Over the years Carpenter has re-imagined his original score several times, the best of which is the accompaniment to Halloween III: Season of the Witch, produced with regular collaborator Alan Howarth and exclusively made with synthesizers. The film itself might be lacking considerably, but Carpenter and Howarth’s moody electronic score takes the unmistakable original theme and expands it into a fully-fledged suite of Prophet-heavy goodness. It is also notable for being composed while the duo watched the film – the first time they were able to work in this way.
03. Fabio Frizzi
City of the Living Dead
(1980)
Of all the composers so tied to the schlocky video nasty genre, it’s Fabio Frizzi that lords above them with an air of grandeur.

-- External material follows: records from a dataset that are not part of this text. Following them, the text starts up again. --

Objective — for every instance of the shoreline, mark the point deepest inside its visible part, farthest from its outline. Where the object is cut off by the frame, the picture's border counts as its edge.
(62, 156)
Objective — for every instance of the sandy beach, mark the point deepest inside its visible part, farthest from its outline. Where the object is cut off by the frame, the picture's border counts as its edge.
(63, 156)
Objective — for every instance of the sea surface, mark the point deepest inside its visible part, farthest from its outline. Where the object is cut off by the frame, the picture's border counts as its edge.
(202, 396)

It’s not that his synth-heavy cues boast higher production values than those of his peers exactly, rather there’s something in his compositions that keeps you coming back again and again. City of the Living Dead is crucial because it’s so varied – that haunting guitar riff, the unmistakable mellotron choir sounds, the syrupy, plasticky rhythms. Frizzi only really uses synthesizers here in moderation, and when we reach the triumphant ‘Apoteosi Del Mistero’, the analogue bleeps and brassy leads only accent a score that was already a classic.
02. Popol Vuh
Nosferatu
(1978)
Popol Vuh were to Werner Herzog what Goblin were to Dario Argento, and Nosferatu: The Vampyre was possibly their greatest collaboration. Herzog’s psychedelic and often surreal take on the classic vampire story would have floundered without the correct use of musical cues, and Florian Fricke’s spacious Eastern-inspired motifs are memorable and absorbingly eerie. In fact, Herzog pushed Fricke to raid the archives for his darkest material, and the resulting selection of tracks combines Popol Vuh’s early electronic experiments with a number of their later more organic works.
01. Goblin
Suspiria
(1977)
What can you say about Suspiria that hasn’t been said already? Of all Goblin’s phenomenal scores, this one towers above – mainly because it complements the film so perfectly while standing as a corker of a record in its own right. The band were desperate to experiment this time around, and Argento was prepared to give them the time to do it (Profondo Rosso was famously recorded in a day). So Simonetti and co hired a “big Moog” (the cumbersome pre-Minimoog modular system) and a bunch of Middle Eastern instruments and crafted a soundtrack based on the film’s themes of witchcraft and Argento’s excited notes. The result is a terrifying cacophony of occult themes and prog tropes that sounds defiantly ahead of its time without trying to re-invent the wheel. If you only listen to one horror soundtrack, this should be it.